When he stood down (for now), his turtles followed. They pulled themselves together. The blob of turtle goo bubbled and snapped back into itself—himself, his. As soon as he was stable, the rat gathered him up for safekeeping, then stretched even further to snatch the other out of the air. The big one shrank to slip free of the humans holding him down, crawling as the rat had crawled to them that fateful day of the fire, albeit with far more desperation. The last of them dimmed, swayed, chuffed exhaustedly and clung to the rat’s leg for support.
They knew beyond a shadow of doubt where and with whom they belonged. That knowledge was power too.

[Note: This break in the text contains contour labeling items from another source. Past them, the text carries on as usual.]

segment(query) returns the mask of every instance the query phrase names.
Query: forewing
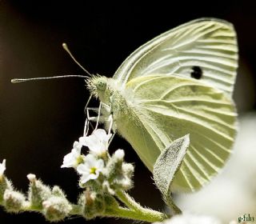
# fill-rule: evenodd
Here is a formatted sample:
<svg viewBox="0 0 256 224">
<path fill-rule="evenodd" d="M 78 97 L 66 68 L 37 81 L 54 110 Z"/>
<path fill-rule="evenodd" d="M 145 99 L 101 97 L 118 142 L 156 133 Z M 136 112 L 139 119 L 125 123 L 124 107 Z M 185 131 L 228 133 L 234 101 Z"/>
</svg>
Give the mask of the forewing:
<svg viewBox="0 0 256 224">
<path fill-rule="evenodd" d="M 232 24 L 202 18 L 179 26 L 136 50 L 114 78 L 120 85 L 155 74 L 190 78 L 194 66 L 202 70 L 199 82 L 232 94 L 238 67 L 238 45 Z"/>
<path fill-rule="evenodd" d="M 230 98 L 202 82 L 165 75 L 137 78 L 126 88 L 134 92 L 133 110 L 144 135 L 138 131 L 140 144 L 126 138 L 148 168 L 152 170 L 170 142 L 190 134 L 190 147 L 172 187 L 194 191 L 208 182 L 225 164 L 236 134 Z"/>
</svg>

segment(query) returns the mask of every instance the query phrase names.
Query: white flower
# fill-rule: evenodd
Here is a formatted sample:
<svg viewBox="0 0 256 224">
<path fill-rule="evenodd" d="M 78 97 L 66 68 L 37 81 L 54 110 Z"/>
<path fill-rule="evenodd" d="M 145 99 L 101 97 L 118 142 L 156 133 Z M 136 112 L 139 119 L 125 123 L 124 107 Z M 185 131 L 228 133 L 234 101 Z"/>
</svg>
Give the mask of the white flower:
<svg viewBox="0 0 256 224">
<path fill-rule="evenodd" d="M 87 146 L 92 154 L 100 156 L 106 152 L 111 135 L 111 134 L 107 134 L 103 129 L 97 129 L 90 136 L 79 138 L 79 142 Z"/>
<path fill-rule="evenodd" d="M 94 155 L 87 154 L 84 163 L 79 164 L 77 167 L 77 171 L 82 175 L 81 183 L 84 184 L 89 180 L 97 179 L 103 167 L 102 159 L 97 159 Z"/>
<path fill-rule="evenodd" d="M 118 161 L 122 161 L 125 157 L 125 151 L 123 150 L 117 150 L 114 154 L 114 158 Z"/>
<path fill-rule="evenodd" d="M 6 170 L 6 160 L 4 159 L 4 160 L 2 161 L 2 162 L 0 163 L 0 178 L 2 177 L 3 173 L 5 172 L 5 170 Z"/>
<path fill-rule="evenodd" d="M 66 154 L 63 158 L 63 164 L 62 168 L 76 167 L 83 161 L 82 155 L 81 155 L 82 144 L 75 141 L 73 145 L 73 149 L 70 153 Z"/>
</svg>

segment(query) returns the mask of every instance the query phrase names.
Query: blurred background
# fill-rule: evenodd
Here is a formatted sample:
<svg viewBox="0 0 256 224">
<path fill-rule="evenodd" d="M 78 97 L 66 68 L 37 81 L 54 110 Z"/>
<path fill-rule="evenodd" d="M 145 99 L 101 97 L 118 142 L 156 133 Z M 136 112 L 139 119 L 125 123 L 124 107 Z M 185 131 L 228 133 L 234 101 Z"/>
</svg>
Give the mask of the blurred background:
<svg viewBox="0 0 256 224">
<path fill-rule="evenodd" d="M 183 210 L 214 215 L 224 222 L 245 213 L 256 216 L 256 8 L 252 4 L 248 1 L 168 4 L 157 1 L 141 6 L 128 1 L 1 1 L 0 162 L 6 158 L 7 176 L 26 192 L 26 174 L 36 174 L 50 186 L 61 186 L 69 199 L 76 202 L 78 177 L 72 169 L 60 166 L 74 141 L 82 134 L 83 110 L 89 97 L 79 78 L 15 85 L 10 83 L 11 78 L 84 74 L 62 50 L 62 42 L 90 73 L 112 77 L 123 60 L 146 41 L 192 19 L 214 17 L 232 22 L 238 33 L 240 59 L 234 97 L 241 130 L 234 155 L 222 174 L 203 190 L 178 196 L 177 202 Z M 94 105 L 97 102 L 93 101 Z M 151 174 L 130 145 L 115 137 L 111 149 L 118 148 L 124 149 L 126 160 L 136 166 L 130 194 L 143 206 L 163 210 Z M 0 209 L 1 223 L 15 222 L 47 223 L 40 214 L 11 215 Z M 99 222 L 134 222 L 96 218 L 87 223 Z M 85 223 L 85 220 L 75 218 L 65 223 Z"/>
</svg>

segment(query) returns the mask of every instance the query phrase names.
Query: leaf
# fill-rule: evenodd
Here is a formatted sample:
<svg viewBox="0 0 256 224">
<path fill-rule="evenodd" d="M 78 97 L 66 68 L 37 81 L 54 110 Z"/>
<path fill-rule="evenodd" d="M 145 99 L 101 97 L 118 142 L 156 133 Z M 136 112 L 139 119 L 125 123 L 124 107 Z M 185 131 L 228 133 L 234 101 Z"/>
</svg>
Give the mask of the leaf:
<svg viewBox="0 0 256 224">
<path fill-rule="evenodd" d="M 190 145 L 190 134 L 176 139 L 158 156 L 153 170 L 154 182 L 164 201 L 170 204 L 170 186 Z"/>
</svg>

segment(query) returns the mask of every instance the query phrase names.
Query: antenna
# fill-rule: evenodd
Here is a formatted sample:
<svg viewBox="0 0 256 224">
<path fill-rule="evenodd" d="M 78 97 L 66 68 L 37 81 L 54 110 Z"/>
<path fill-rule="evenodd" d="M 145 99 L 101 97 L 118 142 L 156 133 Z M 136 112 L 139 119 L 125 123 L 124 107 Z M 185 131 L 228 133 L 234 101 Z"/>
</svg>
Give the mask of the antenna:
<svg viewBox="0 0 256 224">
<path fill-rule="evenodd" d="M 75 59 L 75 58 L 71 54 L 70 50 L 67 47 L 67 45 L 64 42 L 62 43 L 62 47 L 64 50 L 70 54 L 71 58 L 74 61 L 74 62 L 78 65 L 80 68 L 82 68 L 89 76 L 92 77 L 92 74 L 87 71 L 81 64 Z M 54 79 L 54 78 L 86 78 L 88 76 L 86 75 L 57 75 L 57 76 L 50 76 L 50 77 L 38 77 L 38 78 L 13 78 L 10 80 L 12 83 L 18 83 L 23 82 L 26 81 L 34 81 L 34 80 L 44 80 L 44 79 Z"/>
<path fill-rule="evenodd" d="M 69 50 L 69 48 L 67 47 L 66 43 L 63 42 L 62 43 L 62 47 L 64 48 L 64 50 L 70 54 L 70 56 L 71 57 L 71 58 L 74 60 L 74 62 L 77 63 L 77 65 L 82 68 L 86 74 L 89 74 L 89 76 L 92 76 L 91 74 L 87 71 L 82 66 L 81 66 L 81 64 L 75 59 L 75 58 L 73 56 L 73 54 L 71 54 L 70 50 Z"/>
<path fill-rule="evenodd" d="M 26 81 L 34 81 L 34 80 L 43 80 L 43 79 L 53 79 L 53 78 L 86 78 L 87 76 L 85 75 L 57 75 L 57 76 L 50 76 L 50 77 L 38 77 L 38 78 L 13 78 L 10 80 L 12 83 L 18 83 L 23 82 Z"/>
</svg>

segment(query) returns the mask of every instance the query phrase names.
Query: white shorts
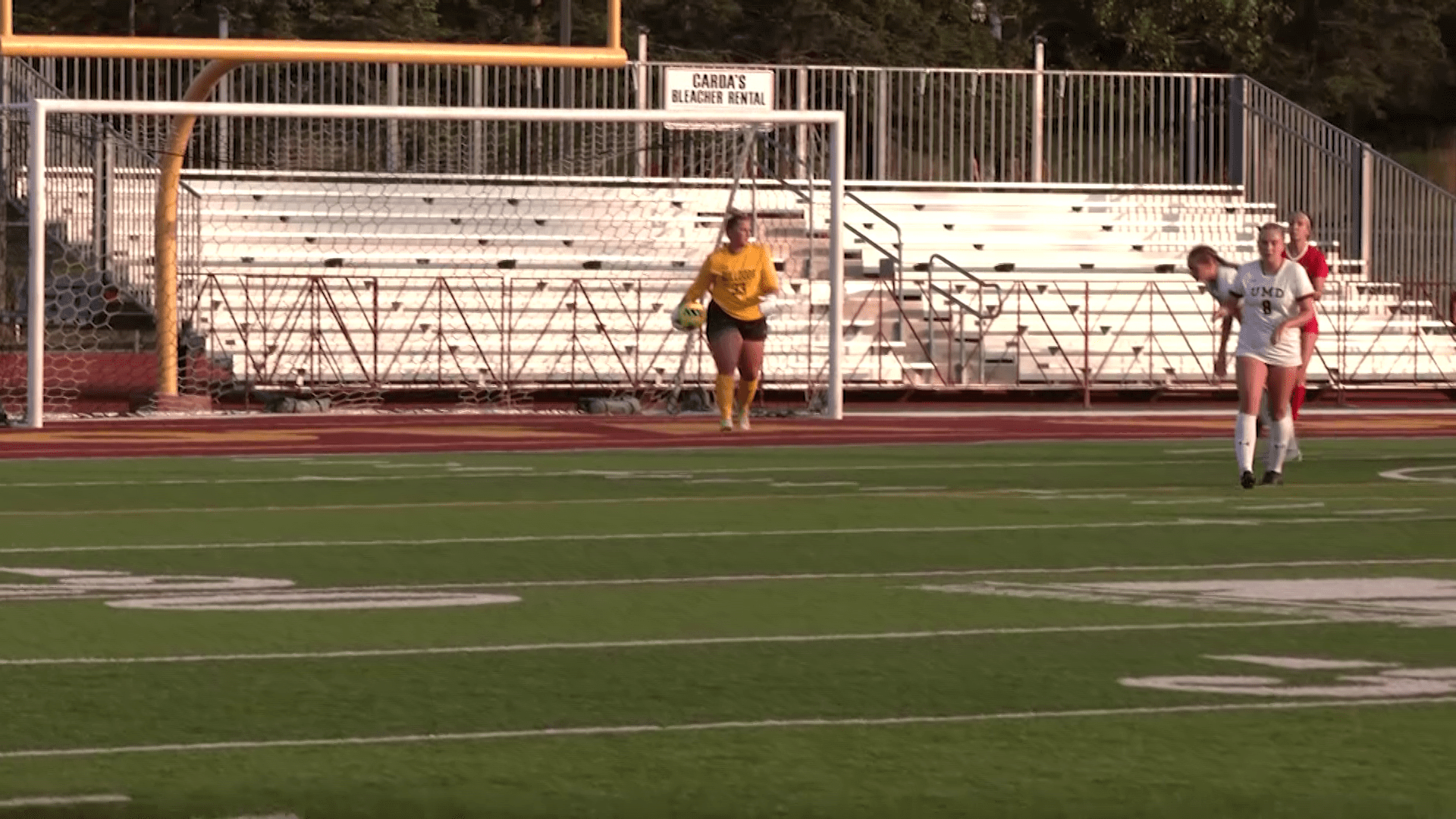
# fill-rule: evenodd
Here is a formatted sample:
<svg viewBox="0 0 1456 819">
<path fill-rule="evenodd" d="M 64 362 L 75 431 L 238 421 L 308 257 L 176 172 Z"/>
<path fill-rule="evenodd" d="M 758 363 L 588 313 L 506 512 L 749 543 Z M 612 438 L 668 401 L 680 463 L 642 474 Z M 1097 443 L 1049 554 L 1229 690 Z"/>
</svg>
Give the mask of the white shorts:
<svg viewBox="0 0 1456 819">
<path fill-rule="evenodd" d="M 1262 340 L 1264 344 L 1251 344 L 1243 335 L 1239 335 L 1239 347 L 1233 351 L 1235 358 L 1258 358 L 1271 367 L 1297 367 L 1305 363 L 1305 357 L 1299 350 L 1299 331 L 1286 329 L 1284 337 L 1280 338 L 1278 344 L 1270 344 L 1268 338 Z"/>
</svg>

He had not realized until it was a little too late that by making them his, he made the reverse true in the same stroke: the turtles saw him as theirs. Rats were naturally territorial but babies were naturally selfish. If he was theirs, they saw him as their only source of anything and everything. Claiming them saddled him with an unanticipated share of responsibility. Every need of theirs was his to put up with and solve and right now all they had to offer in return was more neediness under the name of affection. Ever clinging, ever pushing themselves at him for his care. His…love.
Could a rat feel such a thing for reptiles? He wasn’t sure yet. He was amused by them, he appreciated them, he was certainly interested, but love? Letting them claim so much of his heart and time and effort and resources? It was just another form of possession, wasn’t it? No one was allowed to own him.
Ah, but they had no loftier aspirations now than to eat whatever he gave them, nuzzle his nose or hold his paw or share his warmth. Conveniently the latter serviced him too, sharing the warmth of a nest he never had. They didn’t even know what they had or how good they had it. He knew better. If the burden of caring was the price to pay for keeping, he could forgive them that. For now. Give and be given. Eventually they would pay him back, of that much he was certain.
He would lend himself to them as he saw fit and with the right guidance, they would have so much More to offer in return, in time.